Apple is also adjusting FaceTime to make it more suitable for group call
Apple’s latest beta version of iOS 13 comes with a much-needed improvement to lock screen authentication for those who now spend a majority of their time at work or outside wearing a face mask.
Now, instead of constantly attempting to identify your face using Face ID, a process that will not work while wearing a cloth or respiratory face mask to protect against COVID-19, iOS will now pull up the manual passcode option after one swipe up from the bottom of the screen. The change — which should eventually arrive in the standard, non-beta iOS release — will be a welcome one for any iPhone user who no longer has a model with a physical home button.
If you’re a user of the iPhone X, XS, or 11, you’re probably well-accustomed to the frustrations of trying to use any one of those devices or their Plus or Pro variants while covering your face, as the software will insist on trying to authenticate biometrically instead of just kicking you to the passcode screen. It can often take upwards of 10 to 15 seconds and numerous swipes to force iOS to let you input your code. Not only that, but the user interface design could put iPhone users at risk if they feel like they have to quickly remove their masks just to unlock their devices.

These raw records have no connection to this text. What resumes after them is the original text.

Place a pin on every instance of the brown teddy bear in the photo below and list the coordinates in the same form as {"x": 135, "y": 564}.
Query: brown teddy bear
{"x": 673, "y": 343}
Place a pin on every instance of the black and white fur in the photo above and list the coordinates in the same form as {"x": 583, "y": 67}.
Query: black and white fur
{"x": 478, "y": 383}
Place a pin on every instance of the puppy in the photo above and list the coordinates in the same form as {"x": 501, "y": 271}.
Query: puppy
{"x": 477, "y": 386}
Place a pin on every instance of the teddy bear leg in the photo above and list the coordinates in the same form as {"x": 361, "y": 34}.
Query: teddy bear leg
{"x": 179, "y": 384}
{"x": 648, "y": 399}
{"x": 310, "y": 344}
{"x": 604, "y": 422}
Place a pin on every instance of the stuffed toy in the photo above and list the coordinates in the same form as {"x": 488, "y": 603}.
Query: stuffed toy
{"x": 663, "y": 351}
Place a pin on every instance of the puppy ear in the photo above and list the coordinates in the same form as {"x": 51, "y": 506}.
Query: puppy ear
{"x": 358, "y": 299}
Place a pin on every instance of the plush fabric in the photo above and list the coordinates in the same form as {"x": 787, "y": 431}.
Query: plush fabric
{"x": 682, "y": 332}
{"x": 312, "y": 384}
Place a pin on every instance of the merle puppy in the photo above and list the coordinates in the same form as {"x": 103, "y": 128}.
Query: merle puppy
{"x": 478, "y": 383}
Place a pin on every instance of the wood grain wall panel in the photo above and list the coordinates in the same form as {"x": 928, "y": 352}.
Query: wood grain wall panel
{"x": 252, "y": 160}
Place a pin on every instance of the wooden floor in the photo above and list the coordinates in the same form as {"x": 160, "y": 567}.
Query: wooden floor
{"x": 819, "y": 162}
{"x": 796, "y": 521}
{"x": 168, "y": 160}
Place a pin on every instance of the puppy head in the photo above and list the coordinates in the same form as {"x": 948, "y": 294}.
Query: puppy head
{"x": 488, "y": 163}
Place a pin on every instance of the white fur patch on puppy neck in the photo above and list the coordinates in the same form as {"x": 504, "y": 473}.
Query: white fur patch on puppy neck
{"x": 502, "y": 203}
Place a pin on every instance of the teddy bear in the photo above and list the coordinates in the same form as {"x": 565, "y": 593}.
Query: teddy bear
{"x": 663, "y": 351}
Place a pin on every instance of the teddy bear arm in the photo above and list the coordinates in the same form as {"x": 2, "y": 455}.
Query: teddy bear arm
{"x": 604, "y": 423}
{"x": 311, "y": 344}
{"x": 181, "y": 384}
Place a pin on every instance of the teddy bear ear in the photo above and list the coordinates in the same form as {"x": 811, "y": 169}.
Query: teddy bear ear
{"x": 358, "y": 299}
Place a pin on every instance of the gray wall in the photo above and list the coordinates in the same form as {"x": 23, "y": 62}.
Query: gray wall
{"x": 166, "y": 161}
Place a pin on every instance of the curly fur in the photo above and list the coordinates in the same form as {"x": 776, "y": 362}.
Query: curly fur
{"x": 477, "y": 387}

So it’s nice to see Apple make a fundamental change to how iOS authentication works, without undermining security, to accommodate the current predicament the world finds itself in. In addition to the Face ID changes, Apple is also modifying FaceTime video calls to allow users to disable the feature where the active speaker grows larger in the asymmetric grid, in the event a static grid of faces is preferable for video calls with many people talking after one another. This will be an opt-in feature in the FaceTime settings, and once enabled, you’ll have to tap on a person’s feed to make it prominent in the grid.